Als sie das Fundament für einen Anbau aushebt, entdeckt die Justizbeamtin Regina in ihrem Garten ein Skelett. Zur Polizei gehen kann sie damit nicht, denn die Ermittlungen würden aufdecken, dass Regina Häuschen und Garten von der Tante eines Gefängnisinsassen überschrieben bekam – doch Kontakte zwischen Justizangestellten und Insassen sind untersagt. Außerdem möchte die verschlossene junge Frau vermeiden, dass in ihrer unschönen Vergangenheit herumgestöbert wird. Als Regina deshalb versucht, ihren Fund verschwinden zu lassen, macht sie sich erpressbar. Dies nutzt der inzwischen entlassene Neffe, dessen Bewährung bei Entdeckung des Skeletts hinfällig wäre. Und außerdem ist da noch der extrem eifersüchtige Kollege und Liebhaber Reginas.

Aus dieser Dreieckskonstellation erwächst in Anne Goldmanns Kriminalroman »Triangel« ein Drama, das kein gutes Ende nehmen kann. In knappen klaren Sätzen, distanziert und ohne viel Brimborium schildert die Autorin, wie der Zusammenstoß der drei unterschiedlichen Charaktere in den Abgrund führt. Hier sitzt jede Geste, jedes Wort: Aus der Fehleinschätzung der Situation oder einem missverstandenen Gesichtsausdruck erwächst die Katastrophe.

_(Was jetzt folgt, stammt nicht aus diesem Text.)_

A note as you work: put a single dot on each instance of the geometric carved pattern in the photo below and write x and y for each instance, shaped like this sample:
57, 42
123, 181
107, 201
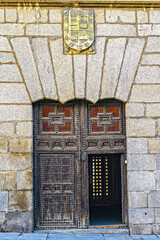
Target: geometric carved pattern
105, 119
56, 119
57, 189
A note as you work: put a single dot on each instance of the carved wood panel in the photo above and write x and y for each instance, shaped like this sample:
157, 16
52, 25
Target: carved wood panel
64, 136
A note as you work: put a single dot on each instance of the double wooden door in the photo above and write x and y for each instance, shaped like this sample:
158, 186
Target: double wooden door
65, 136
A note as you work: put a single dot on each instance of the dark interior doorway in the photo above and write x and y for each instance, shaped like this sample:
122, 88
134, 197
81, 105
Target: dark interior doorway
104, 189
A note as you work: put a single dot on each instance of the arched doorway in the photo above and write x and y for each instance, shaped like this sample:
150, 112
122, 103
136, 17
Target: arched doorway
79, 170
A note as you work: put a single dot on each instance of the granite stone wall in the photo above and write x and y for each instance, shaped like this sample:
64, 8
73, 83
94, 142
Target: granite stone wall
126, 66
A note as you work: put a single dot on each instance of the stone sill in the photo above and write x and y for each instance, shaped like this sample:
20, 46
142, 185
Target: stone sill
83, 3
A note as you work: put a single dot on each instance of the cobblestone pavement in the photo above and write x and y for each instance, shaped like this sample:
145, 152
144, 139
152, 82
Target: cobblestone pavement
59, 236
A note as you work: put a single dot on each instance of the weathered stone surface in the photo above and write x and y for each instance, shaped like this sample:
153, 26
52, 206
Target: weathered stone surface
79, 75
9, 73
137, 145
158, 161
148, 29
4, 44
11, 15
138, 200
141, 127
19, 222
24, 129
10, 181
138, 216
153, 110
142, 16
20, 145
153, 44
148, 74
44, 30
24, 55
145, 93
15, 162
142, 162
20, 201
99, 16
151, 59
55, 16
113, 16
15, 113
154, 199
32, 15
157, 180
3, 201
6, 58
63, 71
141, 229
6, 129
129, 67
24, 180
9, 93
157, 215
12, 29
3, 145
44, 66
154, 145
115, 30
135, 110
1, 15
154, 16
94, 77
2, 217
113, 60
141, 181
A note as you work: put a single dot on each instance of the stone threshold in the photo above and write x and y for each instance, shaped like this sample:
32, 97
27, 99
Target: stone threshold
121, 231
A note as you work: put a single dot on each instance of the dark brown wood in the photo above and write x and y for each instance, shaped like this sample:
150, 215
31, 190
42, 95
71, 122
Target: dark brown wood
64, 138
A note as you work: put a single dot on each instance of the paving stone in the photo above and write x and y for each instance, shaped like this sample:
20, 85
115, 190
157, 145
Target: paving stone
24, 55
141, 162
6, 57
10, 73
45, 68
63, 71
19, 222
11, 15
145, 93
9, 93
15, 113
11, 29
13, 162
129, 67
113, 60
93, 82
119, 30
44, 30
141, 181
148, 74
55, 16
4, 44
153, 44
3, 201
113, 16
79, 75
142, 16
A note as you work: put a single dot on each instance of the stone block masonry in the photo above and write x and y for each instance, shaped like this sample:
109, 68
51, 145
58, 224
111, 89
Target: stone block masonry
126, 66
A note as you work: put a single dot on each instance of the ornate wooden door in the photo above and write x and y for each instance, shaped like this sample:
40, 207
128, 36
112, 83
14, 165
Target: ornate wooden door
64, 137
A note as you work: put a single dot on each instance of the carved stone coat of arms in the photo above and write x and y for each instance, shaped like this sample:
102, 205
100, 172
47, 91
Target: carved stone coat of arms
78, 30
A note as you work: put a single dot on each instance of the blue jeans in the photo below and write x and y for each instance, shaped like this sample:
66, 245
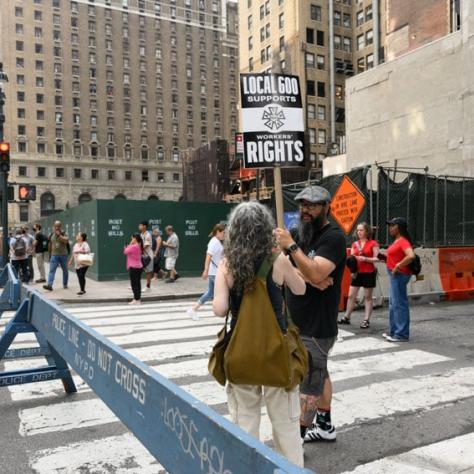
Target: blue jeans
398, 306
210, 290
54, 263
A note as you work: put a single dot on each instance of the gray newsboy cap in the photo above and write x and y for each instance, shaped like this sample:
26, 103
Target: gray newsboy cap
314, 194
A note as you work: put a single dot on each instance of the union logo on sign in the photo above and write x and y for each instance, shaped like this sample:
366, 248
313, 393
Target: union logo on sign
347, 204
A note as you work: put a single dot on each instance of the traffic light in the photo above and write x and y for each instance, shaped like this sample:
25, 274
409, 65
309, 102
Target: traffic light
27, 192
4, 157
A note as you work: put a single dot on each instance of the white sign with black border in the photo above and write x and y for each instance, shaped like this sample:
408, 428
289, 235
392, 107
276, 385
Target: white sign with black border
272, 120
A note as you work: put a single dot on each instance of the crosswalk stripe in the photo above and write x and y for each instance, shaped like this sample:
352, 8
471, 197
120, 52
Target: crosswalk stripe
118, 454
455, 455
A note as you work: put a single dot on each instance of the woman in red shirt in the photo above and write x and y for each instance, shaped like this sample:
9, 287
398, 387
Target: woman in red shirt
365, 250
399, 255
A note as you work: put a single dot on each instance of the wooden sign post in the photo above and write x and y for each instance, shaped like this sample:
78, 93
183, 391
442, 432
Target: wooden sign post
273, 126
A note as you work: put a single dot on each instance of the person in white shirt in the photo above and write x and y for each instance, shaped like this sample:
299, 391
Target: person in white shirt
213, 257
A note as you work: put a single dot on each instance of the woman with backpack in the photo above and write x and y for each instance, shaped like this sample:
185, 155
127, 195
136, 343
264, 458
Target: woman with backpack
248, 245
134, 251
399, 255
365, 251
213, 257
81, 247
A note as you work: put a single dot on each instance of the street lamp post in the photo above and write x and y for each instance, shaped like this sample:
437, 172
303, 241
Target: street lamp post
4, 172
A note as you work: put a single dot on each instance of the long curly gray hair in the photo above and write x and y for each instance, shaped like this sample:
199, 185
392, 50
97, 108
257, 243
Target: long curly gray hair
248, 239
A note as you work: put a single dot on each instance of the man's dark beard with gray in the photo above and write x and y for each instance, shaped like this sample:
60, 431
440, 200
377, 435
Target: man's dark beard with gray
308, 229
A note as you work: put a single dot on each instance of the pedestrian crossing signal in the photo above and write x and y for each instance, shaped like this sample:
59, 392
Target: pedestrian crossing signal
27, 192
4, 157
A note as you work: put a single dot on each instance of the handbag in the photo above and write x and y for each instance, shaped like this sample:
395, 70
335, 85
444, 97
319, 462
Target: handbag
146, 260
216, 359
85, 259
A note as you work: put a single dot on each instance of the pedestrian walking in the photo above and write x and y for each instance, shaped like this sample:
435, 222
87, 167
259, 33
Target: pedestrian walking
19, 255
81, 247
147, 251
171, 254
158, 254
248, 243
41, 246
213, 257
318, 250
134, 251
59, 250
30, 252
399, 254
365, 250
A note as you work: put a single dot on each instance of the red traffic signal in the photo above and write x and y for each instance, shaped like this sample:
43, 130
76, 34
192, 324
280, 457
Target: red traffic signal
4, 156
27, 192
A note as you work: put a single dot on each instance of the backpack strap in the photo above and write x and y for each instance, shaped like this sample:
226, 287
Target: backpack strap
266, 265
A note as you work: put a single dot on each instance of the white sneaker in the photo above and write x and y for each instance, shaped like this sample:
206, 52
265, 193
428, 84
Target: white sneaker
192, 314
316, 433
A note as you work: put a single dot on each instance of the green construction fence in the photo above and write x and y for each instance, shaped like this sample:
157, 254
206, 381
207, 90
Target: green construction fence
109, 225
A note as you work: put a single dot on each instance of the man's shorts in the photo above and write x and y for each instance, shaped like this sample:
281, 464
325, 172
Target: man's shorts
170, 263
318, 351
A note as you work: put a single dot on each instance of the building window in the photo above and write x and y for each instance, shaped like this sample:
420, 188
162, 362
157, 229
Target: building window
321, 62
24, 214
321, 89
368, 13
320, 38
370, 61
321, 112
47, 203
369, 37
315, 12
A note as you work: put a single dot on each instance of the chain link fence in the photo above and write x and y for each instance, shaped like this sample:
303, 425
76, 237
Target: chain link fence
439, 209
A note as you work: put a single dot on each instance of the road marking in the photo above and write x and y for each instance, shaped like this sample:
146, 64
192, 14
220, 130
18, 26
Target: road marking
118, 454
455, 455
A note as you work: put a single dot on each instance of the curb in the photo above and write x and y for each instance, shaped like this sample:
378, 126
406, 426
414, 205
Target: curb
145, 299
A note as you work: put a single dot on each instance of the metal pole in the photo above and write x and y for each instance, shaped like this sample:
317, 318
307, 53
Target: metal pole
375, 13
4, 180
332, 96
425, 203
445, 208
463, 211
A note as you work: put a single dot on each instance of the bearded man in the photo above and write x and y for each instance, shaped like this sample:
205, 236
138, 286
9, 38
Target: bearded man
318, 250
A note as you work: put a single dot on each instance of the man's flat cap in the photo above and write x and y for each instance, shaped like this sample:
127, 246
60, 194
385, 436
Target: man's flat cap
314, 194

Selbst die Nebenfiguren haben noch Geheimnisse, die das Geschehen vorantreiben. Leider fehlt Anne Goldmann am Ende der Mut, die Geschichte auf die bitterste Spitze zu treiben. So ist »Triangel« ein guter Krimi, der leider knapp daran vorbeischrappt, wirklich grandios zu sein.

Genial und durchgeknallt

Sehr viel konsequenter hingegen ist das Debüt von Sara Gran. Mit »Die Stadt der Toten« legt sie einen ganz hervorragenden Krimi vor: Die Privatdetektivin Claire de Witt wird beauftragt, das Verschwinden eines Mannes in New Orleans zu klären. Bis kurz vor dem großen Sturm, dem Hurrikan Katrina, hatte er noch gelebt, danach hat sein Neffe, Claires Auftraggeber, jeglichen Kontakt verloren. DeWitt ist nicht irgendeine Detektivin, sondern – wie sie gern darlegt – die beste der Welt. Und vermutlich auch die durchgeknallteste. Interessiert an jeder Droge, die man ihr reicht, jeder kreisenden Flasche zugetan, zieht sie neben dem fernöstlichen I Ging außerdem das Handbuch eines absonderlichen französischen Ermittlers zurate, hört aber ebenso auf ihre Träume und Visionen, die dank halluzinogener Drogen nicht zu selten sind.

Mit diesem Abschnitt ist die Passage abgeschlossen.